A new characterisation method for rubber

Abstract

This paper deals with the mechanical characterisation of elastomeric materials. An original method is proposed to identity the material parameters. It consists of performing only one heterogeneous mechanical test, measuring the displacement/strain field using suitable Digital Image Correlation software and applying an inverse method, namely the Virtual Fields Method, to process the resulting displacement/strain maps. For this purpose, a new apparatus was designed to be adapted to a conventional tensile machine. This apparatus enables us to obtain simultaneously uniaxial tension, pure shear and equibiaxial tension, using only one sample. The heterogeneity of the kinematic fields induced by the test is first discussed in relation to two criteria. The main features of the identification method are then presented, and results provided by a test performed on an elastomeric material are discussed in the context of hyperelasticity.

Introduction

The behaviour of rubber-like materials is generally modelled in the framework of hyperelasticity. Numerous constitutive relations are available in the literature and have recently been compared in the work of Marckmann et al. [1]. However, the identification of the material parameters that govern the constitutive equations is still a difficult task. Classically, three homogeneous tests are considered to identify constitutive parameters, namely uniaxial tensile (UT), pure shear (PS) and equibiaxial tensile (ET) [2], [3], [4]. In practice, the constitutive parameters that are identified with these three types of test differ from one test to another. A trade-off between these three sets of values has to be found to obtain parameters which can be considered as intrinsic. This approach derives from the strong assumption of homogeneity of the kinematic fields induced by each test. Moreover, the sample geometry is different for each homogeneous test.

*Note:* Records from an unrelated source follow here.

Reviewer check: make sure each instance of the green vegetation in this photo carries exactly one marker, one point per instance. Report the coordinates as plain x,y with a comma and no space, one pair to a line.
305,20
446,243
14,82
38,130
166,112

In the present work, a new approach is developed. It consists of performing only one heterogeneous test, which simultaneously generates the three types of strain states mentioned above as well as the intermediary states. With regard to a recent study by the authors [5], the challenge here resides in using a conventional uniaxial tensile machine to generate a heterogeneous strain state. For this purpose, the sample geometry and loading conditions are defined beforehand by numerical investigations. To generate UT, PS and ET, a new apparatus was designed to be adapted to the uniaxial testing machine. Two specific criteria are defined to discuss the heterogeneity induced by the test. From an experimental point of view, kinematic fields are provided by a Digital Image Correlation (DIC) code suitable for large strains: CORRELI^LMT [6]. Finally, the constitutive parameters are identified using an inverse method, namely the Virtual Fields Method, which is extended to the case of finite deformations.